With any rookie, there's always questions about how they'll handle the bumps in the road as they progress through their first NFL season.
Depending on the position, each rookie experiences unique hurdles they'll be forced to overcome with experience and repetition. For Raiders fifth-round pick Johnny Townsend, he's already been thrown through the ringer with the amount of changes he's seen on the special teams unit. The former Florida Gator is the Raiders punter of the future, and through his first six months with the team he's been asked to hold for three different kickers – one of them being left footed – and now he's set to work with his second long snapper.
Monday night against the Los Angeles Rams, on the first punt of the game, long snapper Andrew DePaola suffered a knee injury that eventually resulted in him being placed on the Reserve/Injured list. Ruled out not long after being assisted off the field by the strength and conditioning staff, tight end Lee Smith became the team's emergency long snapper. In the time he was asked to fill in, the special teams unit converted two field goals, and Townsend was able to punt a couple of sky-high balls.
Losing your long snapper on the first punt of 2018 isn't ideal by any means, but through the coaching of Assistant Head Coach/Special Teams Coordinator Rich Bisaccia Townsend was prepared.
"We weren't expecting that to happen, and we never are, but we just try to prepare for situations like that the best we can," Townsend said Wednesday. "I knew Lee [Smith] was a good snapper and he was the backup guy, he did a nice job of stepping in there and doing the job."
Prior to the game, Townsend hadn't received much work with the tight end snapping.
"I think one?" he said when asked how many snaps the two had before DePaola's injury. "I think that last week in practice he snapped me a couple just after practice, but that was it."
Smith has received praise for his efforts Monday night, from both Head Coach Jon Gruden and Townsend, but the unfortunate situation also showed just how adaptable No. 5 is. Through Organized Team Activities and training camp, Townsend – as I mentioned earlier – was tasked with holding kicks for both a left and right footed kicker. Consistency is key for any rookie trying to transition to the NFL, and the switches being made around him are enough to prevent anyone from getting comfortable; however, Townsend has remained unfazed.
Placekicker Mike Nugent joined the Silver and Black late in camp, and at this juncture hasn't received as many reps with Townsend as fellow kicker Eddy Piñeiro – who is currently on the Reserve/Injured List – but he's been impressed with the way he's conducted himself during their time together.
"I didn't tell him during the game, but I was going to tell him, 'You've been here for long enough to realize nothing ever goes according to plan,'" Nugent said. "Things are going to happen and you have to be able to perform, and if you can't the team is going to go out there and capitalize on certain mistakes. I think he's done a great job with that, and I think it's a credit to how hard he works and his character. He takes a lot of pride in what he does whether it's punting or holding, but as a kicker I think you really appreciate guys like that."

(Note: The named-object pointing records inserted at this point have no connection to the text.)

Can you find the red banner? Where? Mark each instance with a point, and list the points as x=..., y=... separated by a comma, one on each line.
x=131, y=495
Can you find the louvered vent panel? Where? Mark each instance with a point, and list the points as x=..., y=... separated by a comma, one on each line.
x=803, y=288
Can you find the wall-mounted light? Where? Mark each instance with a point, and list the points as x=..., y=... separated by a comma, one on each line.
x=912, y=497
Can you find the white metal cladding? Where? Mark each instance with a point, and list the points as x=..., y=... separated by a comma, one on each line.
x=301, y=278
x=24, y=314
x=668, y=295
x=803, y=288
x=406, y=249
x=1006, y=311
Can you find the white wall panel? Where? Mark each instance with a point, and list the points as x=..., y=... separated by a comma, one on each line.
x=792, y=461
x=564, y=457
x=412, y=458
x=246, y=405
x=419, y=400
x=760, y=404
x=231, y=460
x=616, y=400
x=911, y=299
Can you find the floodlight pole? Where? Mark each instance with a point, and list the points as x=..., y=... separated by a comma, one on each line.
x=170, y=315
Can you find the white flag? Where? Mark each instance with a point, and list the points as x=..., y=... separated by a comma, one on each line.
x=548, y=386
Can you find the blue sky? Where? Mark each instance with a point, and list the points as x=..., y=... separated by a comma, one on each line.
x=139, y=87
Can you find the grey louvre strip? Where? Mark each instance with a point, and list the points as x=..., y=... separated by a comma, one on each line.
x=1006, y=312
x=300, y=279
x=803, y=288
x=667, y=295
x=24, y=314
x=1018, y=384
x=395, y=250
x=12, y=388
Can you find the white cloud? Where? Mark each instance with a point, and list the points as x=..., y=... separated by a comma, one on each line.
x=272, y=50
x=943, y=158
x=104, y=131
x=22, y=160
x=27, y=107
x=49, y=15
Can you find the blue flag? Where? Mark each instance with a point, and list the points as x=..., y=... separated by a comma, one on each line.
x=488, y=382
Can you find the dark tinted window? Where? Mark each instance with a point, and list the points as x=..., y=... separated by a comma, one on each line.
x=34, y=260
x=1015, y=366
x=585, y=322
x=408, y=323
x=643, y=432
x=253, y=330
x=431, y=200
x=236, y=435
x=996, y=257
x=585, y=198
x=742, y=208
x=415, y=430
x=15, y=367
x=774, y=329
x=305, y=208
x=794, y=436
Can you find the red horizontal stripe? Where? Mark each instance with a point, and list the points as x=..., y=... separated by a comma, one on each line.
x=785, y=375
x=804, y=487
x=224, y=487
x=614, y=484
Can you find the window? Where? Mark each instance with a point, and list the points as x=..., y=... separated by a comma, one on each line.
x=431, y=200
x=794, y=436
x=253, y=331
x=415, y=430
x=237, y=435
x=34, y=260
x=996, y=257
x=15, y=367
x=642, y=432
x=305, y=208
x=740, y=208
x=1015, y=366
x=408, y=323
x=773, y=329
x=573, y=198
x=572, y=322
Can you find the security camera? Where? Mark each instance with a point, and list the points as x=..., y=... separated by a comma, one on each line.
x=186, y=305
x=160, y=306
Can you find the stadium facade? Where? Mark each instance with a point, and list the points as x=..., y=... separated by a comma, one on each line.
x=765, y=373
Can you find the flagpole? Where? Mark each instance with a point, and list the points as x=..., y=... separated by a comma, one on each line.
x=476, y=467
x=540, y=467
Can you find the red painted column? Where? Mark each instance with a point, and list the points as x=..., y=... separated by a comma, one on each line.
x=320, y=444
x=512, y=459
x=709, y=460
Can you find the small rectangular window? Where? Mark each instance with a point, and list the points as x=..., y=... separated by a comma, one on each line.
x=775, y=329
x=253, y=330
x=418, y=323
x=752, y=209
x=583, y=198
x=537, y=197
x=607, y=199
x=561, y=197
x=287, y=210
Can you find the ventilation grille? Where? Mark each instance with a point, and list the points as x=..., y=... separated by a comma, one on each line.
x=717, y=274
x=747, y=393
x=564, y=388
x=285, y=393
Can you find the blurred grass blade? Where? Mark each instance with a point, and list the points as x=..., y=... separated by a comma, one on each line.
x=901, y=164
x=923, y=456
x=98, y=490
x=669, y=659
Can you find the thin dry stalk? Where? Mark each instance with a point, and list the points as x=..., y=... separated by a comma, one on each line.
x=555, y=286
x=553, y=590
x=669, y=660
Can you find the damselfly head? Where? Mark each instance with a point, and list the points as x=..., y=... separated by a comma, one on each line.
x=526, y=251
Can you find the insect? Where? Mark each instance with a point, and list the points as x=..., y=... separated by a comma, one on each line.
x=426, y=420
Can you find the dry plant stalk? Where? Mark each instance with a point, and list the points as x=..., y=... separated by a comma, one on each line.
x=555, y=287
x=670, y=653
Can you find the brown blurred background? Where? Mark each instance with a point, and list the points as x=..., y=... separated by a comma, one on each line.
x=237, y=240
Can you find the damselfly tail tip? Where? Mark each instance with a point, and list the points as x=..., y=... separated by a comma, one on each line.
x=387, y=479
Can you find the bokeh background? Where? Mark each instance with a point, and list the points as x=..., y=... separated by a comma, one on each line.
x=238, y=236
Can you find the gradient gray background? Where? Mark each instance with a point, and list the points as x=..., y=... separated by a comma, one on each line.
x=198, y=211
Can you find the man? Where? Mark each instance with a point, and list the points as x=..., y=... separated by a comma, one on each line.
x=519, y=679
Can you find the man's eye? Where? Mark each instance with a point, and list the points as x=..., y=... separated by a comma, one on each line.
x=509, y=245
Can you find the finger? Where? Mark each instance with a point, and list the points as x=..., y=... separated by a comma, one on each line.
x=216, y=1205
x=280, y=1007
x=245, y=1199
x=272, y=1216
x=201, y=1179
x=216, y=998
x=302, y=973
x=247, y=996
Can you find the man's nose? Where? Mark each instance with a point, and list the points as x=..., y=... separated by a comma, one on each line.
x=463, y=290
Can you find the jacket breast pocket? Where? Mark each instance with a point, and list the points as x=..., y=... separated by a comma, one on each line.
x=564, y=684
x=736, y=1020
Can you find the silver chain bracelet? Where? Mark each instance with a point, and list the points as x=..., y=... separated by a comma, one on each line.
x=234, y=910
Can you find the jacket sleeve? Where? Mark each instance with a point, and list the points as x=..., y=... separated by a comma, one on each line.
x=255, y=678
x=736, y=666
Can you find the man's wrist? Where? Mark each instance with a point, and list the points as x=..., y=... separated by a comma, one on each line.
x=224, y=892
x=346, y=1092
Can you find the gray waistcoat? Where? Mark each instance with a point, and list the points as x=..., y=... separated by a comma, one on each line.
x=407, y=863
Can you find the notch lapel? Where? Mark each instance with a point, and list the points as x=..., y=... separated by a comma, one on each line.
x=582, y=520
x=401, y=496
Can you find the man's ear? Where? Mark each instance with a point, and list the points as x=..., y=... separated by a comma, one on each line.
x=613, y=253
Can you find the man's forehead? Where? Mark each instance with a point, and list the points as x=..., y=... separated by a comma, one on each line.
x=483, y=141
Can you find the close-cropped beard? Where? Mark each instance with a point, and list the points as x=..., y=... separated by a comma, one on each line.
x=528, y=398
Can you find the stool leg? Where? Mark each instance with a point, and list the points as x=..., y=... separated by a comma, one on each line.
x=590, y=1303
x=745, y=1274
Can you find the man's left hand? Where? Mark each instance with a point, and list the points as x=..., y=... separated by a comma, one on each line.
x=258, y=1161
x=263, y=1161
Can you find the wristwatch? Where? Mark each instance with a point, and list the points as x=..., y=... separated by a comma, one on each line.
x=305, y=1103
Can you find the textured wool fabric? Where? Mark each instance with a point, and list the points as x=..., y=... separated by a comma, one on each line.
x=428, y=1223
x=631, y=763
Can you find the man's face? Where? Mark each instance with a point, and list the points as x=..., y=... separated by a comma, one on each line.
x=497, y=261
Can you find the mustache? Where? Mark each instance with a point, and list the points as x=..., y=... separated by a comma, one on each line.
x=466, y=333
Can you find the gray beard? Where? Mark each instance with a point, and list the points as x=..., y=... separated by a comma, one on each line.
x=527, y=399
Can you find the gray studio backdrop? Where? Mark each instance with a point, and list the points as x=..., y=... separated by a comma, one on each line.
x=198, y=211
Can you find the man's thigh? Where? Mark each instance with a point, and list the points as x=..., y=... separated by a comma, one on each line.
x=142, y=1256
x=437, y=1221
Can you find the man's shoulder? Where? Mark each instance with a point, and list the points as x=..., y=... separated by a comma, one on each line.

The way he's handled the adversity in the early going has impressed his head coach.
"It says a lot about Townsend," Gruden said Tuesday. "I thought he handled the adversity pretty good for a rookie player on Monday Night Football. I thought he did some good things."
Wednesday, Gruden doubled down on his punter, offering up more high praise.
"I thought it was good," he said regarding Townsend's performance Monday night. "I thought it was good. We judge it by a lot of different things. He's a good holder and it starts right there. He put the ball down great for our place kicker. He doesn't give up a lot of returns. He's not careless with his accuracy. He handled some difficult snaps against a pretty good rush in his first game, so I was proud of him."
The Orlando native has showed no signs of trepidation, and is doing everything the coaching staff asks of him. Townsend has stated Bisaccia and the coaching staff want him to focus on kicking high punts, and becoming more of a directional punter, even though he's capable of booming it down the field.
No matter the task, it seems like nothing is too big of an obstacle for Townsend at this point of his career.
Sunday he'll get the chance to punt at Mile High Stadium, as the Raiders take on the division rival Broncos, and he's looking forward to playing at a higher altitude. Personally I can't wait to see how high Johnny "Moonshot" can sail a football.